Friday, July 24, 2009

start.

...and then he said, while we squeezed in a conversation as i drove from work to f's daycare to go pick her up, "you should start a blog. your own blog, like, totally separate from work. your own thing. register your domain. do it." and i thought, "yikes". and now it's a week later and i'm sitting here listening to the new transfer record (working title: "future selves") and, well, blogging? i'm blogging. i'm typing, and pausing, and typing a little more, and stopping as i get lost in another song because this record is going to be so damn good (listening to a song called "my suspicions" right now). and meanwhile, it's bittersweet. because my husband j was in transfer, like, forever. he was in ten pound brown back in chico, and they all moved here to san diego to "give it a go" and then they broke up and they started transfer and he put his heart and his love and his time and everything into transfer, and then last februrary, he called it a day. now transfer have a new bass player (shaun) and a new record and i'm listening to it as i type, and it's bringing up all these feelings: gratitude for my husband and our girl f and that he realized how huge and important it was for him to be home more and touring less, or, not at all; sadness, that he's no longer a part of this awesome creative force that was his passion for so long; and hope, that maybe THIS will be the record that finally "does it" for transfer. but i digress.

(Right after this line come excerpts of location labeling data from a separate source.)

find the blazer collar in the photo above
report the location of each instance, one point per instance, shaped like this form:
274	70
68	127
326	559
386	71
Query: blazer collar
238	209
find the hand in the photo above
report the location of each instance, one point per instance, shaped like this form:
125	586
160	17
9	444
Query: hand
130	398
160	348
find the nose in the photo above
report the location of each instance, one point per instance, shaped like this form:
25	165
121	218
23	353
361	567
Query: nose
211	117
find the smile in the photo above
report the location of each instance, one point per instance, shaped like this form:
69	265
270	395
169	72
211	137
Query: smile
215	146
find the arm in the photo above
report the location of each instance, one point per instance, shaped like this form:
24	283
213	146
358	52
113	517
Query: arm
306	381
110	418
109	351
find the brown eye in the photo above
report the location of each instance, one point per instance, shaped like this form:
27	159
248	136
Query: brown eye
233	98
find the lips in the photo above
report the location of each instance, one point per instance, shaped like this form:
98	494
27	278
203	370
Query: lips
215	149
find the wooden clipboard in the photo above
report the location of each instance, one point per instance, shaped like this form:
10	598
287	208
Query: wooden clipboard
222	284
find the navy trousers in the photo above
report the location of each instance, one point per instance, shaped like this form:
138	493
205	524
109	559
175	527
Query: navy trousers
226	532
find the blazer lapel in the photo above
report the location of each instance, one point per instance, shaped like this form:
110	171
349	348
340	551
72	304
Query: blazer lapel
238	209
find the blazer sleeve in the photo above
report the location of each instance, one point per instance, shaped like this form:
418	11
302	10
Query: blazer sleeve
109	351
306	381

so, here i am, blogging. where does anyone start, when they start a blog? i guess i should go back and look at dooce's archives, and design mom and jordan ferney and ask moxie and all the people whose blogs i adore, whose blogs have gotten me through another day, when i was deep in the heart of new parenthood or, more recently, struggling with being a mom and a wife and a friend and a DJ on the radio and all that they all entail. and there's more than that, even, as there's way more to everyone, right? so much more. so where do i start? back in high school, when i wrote in yearbooks that someday my friends would hear me on the radio? or back when i got my first "real" radio job on KNAC? or, when i met j? or i could start with how it took us a year to get pregnant, and then we did, and then the station i had worked at for almost 10 years laid me off, four days after i told them i was pregnant? or, f's birth? where to begin? where to begin. right here?